Bug: libdevice not found at ./libdevice / doesn't run on GPU
JuliaWasala opened this issue · 3 comments
JuliaWasala commented
Bug Description
Bug Reproduction
Code for reproducing the bug:
Installation:
conda create --name env python=3.9.13
conda activate env
conda install -c conda-forge cudatoolkit=11.2 cudnn=8.1.0
pip install tensorflow
conda install jupyter
pip install autokeras
pip install tqdm
pip install scikit-learn
pip install tensorflow-datasets
Code:
import os
import sys
sys.path.append("/home/julia/dir/src")
os.environ['TF_CPP_MIN_LOG_LEVEL'] = '3'
import logging
import contextlib
from tqdm import tqdm
import tensorflow_datasets as tfds
from tensorflow.compat.v1 import ConfigProto
from tensorflow.compat.v1 import InteractiveSession
from automl.vanilla_autokeras import train_and_test_autokeras
if __name__ == "__main__":
os.system("clear")
SVM_DATA_PATH="/data/julia/data/svm_data"
RESULTS_PATH = "/data/julia/results"
EXPERIMENT = "autokeras"
config = ConfigProto()
config.gpu_options.allow_growth = True
session = InteractiveSession(config=config)
logging.basicConfig(
filename=f"/data/julia/logs/{EXPERIMENT}.log", level=logging.WARNING
)
logging.captureWarnings(True)
with open(os.path.join(RESULTS_PATH, EXPERIMENT + ".csv"), "w") as f:
f.write("index,acc,precision,recall,f1\n")
pbar = tqdm(range(10), leave=True, position=0)
for i in pbar:
print("#############")
print("# Autokeras #")
print("#############")
print("Get data")
train=tfds.as_numpy(tfds.load("data", split="train", data_dir="/data/julia/data/tfds",as_supervised=False,batch_size=-1))
test=tfds.as_numpy(tfds.load("data", split="test", data_dir="/data/julia/data/tfds",as_supervised=False,batch_size=-1))
val=tfds.as_numpy(tfds.load("data", split="val", data_dir="/data/julia/data/tfds",as_supervised=False,batch_size=-1))
print("Train model")
acc,precision,recall,f1 = train_and_test_autokeras(train["image"],test["image"],val["image"],train["label"],test["label"],val["label"],f"autokeras_{i}")
with open(os.path.join(RESULTS_PATH, EXPERIMENT + ".csv"), "a") as f:
f.write(
",".join(
str(res) for res in [i, acc, precision, recall, f1]
)
+ "\n"
)
if i != 9:
os.system("clear")
With the ImageClassifier training/testing code:
clf =ak.ImageClassifier(overwrite=True,project_name=name,directory="/data/julia/models/")
clf.fit(X_train,y_train,validation_data=(X_val,y_val))
predicted_y = clf.predict(X_test)
# get acc, precision, recall, f1
acc = accuracy_score(y_test, predicted_y)
precision = precision_score(y_test, predicted_y,average='macro')
recall = recall_score(y_test, predicted_y,average='macro')
f1 = f1_score(y_test, predicted_y,average='macro')
Expected Behavior
Setup Details
Include the details about the versions of:
- OS type and version: Debian 5.10.149-2
- Python: 3.9.13
- autokeras: 1.0.20
- keras-tuner:1.1.3
- scikit-learn:1.2.0
- numpy:1.19.5
- pandas:1.4.4
- tensorflow: 2.11
haifeng-jin commented
It doesn't look like a AutoKeras issue, but a local setup issue.
Can you run TF successfully on GPU with your setup?
JuliaWasala commented
No, but I got it working by placing the lib in my working directory.

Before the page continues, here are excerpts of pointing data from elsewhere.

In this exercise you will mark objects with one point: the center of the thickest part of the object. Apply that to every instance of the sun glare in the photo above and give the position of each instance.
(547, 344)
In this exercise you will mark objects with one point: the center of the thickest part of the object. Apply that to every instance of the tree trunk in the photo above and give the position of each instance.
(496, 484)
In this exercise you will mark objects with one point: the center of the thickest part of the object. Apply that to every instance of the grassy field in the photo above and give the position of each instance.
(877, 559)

Not a pretty fix but better than nothing.
From: Haifeng Jin ***@***.***>
Sent: Thursday, 5 January 2023 21:37
To: keras-team/autokeras ***@***.***>
Cc: Julia Wąsala ***@***.***>; Author ***@***.***>
Subject: Re: [keras-team/autokeras] Bug: libdevice not found at ./libdevice / doesn't run on GPU (Issue #1813)
It doesn't look like a AutoKeras issue, but a local setup issue.

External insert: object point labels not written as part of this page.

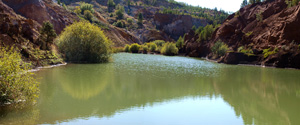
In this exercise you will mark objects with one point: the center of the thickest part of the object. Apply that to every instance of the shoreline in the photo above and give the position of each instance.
(47, 67)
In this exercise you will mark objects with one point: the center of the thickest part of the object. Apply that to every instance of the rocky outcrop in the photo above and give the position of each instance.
(151, 35)
(22, 33)
(266, 26)
(176, 25)
(193, 48)
(43, 10)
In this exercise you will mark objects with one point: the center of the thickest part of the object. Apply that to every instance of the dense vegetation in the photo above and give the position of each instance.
(84, 42)
(16, 83)
(169, 49)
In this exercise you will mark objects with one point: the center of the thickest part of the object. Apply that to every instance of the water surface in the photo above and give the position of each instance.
(155, 89)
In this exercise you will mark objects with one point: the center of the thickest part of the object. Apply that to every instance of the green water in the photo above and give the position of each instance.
(154, 89)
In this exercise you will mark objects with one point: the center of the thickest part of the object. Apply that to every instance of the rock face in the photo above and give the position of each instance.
(261, 26)
(22, 33)
(15, 28)
(176, 25)
(41, 11)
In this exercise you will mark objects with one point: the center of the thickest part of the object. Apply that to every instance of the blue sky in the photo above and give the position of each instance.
(227, 5)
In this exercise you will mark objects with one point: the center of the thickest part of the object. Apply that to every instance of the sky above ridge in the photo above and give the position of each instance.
(227, 5)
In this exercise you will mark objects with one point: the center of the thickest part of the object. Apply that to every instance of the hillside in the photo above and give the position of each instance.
(21, 22)
(265, 33)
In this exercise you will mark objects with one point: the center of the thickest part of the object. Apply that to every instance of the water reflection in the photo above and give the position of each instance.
(257, 95)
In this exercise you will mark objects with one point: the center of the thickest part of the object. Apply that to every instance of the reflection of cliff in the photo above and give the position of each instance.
(103, 90)
(261, 96)
(258, 95)
(84, 81)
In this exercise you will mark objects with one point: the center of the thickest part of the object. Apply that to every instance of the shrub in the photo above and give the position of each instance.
(16, 83)
(246, 51)
(88, 15)
(152, 47)
(134, 48)
(129, 20)
(219, 48)
(159, 43)
(120, 12)
(140, 19)
(84, 42)
(145, 48)
(119, 23)
(180, 42)
(169, 49)
(117, 49)
(86, 6)
(249, 34)
(259, 17)
(127, 48)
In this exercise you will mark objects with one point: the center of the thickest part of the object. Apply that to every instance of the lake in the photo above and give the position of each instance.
(154, 89)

Can you run TF successfully on GPU with your setup?
—
Reply to this email directly, view it on GitHub<#1813 (comment)>, or unsubscribe<https://github.com/notifications/unsubscribe-auth/AIISAST3TZACQD55RRXGINDWQ4WFPANCNFSM6AAAAAAS6QYCMQ>.
You are receiving this because you authored the thread.Message ID: ***@***.******@***.***>>
haifeng-jin commented
For anyone encounter this problem, you may follow the following instructions to install TensorFlow.
conda create --name=test python=3.10 -y
conda run -n test conda install cuda-nvcc=11.3.58 cudatoolkit=11.2.2 cudnn=8.1.0 -c conda-forge -c nvidia -y
conda run -n test pip install tensorflow
conda run -n test mkdir -p $CONDA_PREFIX/etc/conda/activate.d
conda run -n test printf 'export LD_LIBRARY_PATH=$LD_LIBRARY_PATH:$CONDA_PREFIX/lib/\nexport XLA_FLAGS=--xla_gpu_cuda_data_dir=$CONDA_PREFIX/lib/\n' > $CONDA_PREFIX/etc/conda/activate.d/env_vars.sh
conda run -n test mkdir -p $CONDA_PREFIX/lib/nvvm/libdevice
conda run -n test cp $CONDA_PREFIX/lib/libdevice.10.bc $CONDA_PREFIX/lib/nvvm/libdevice/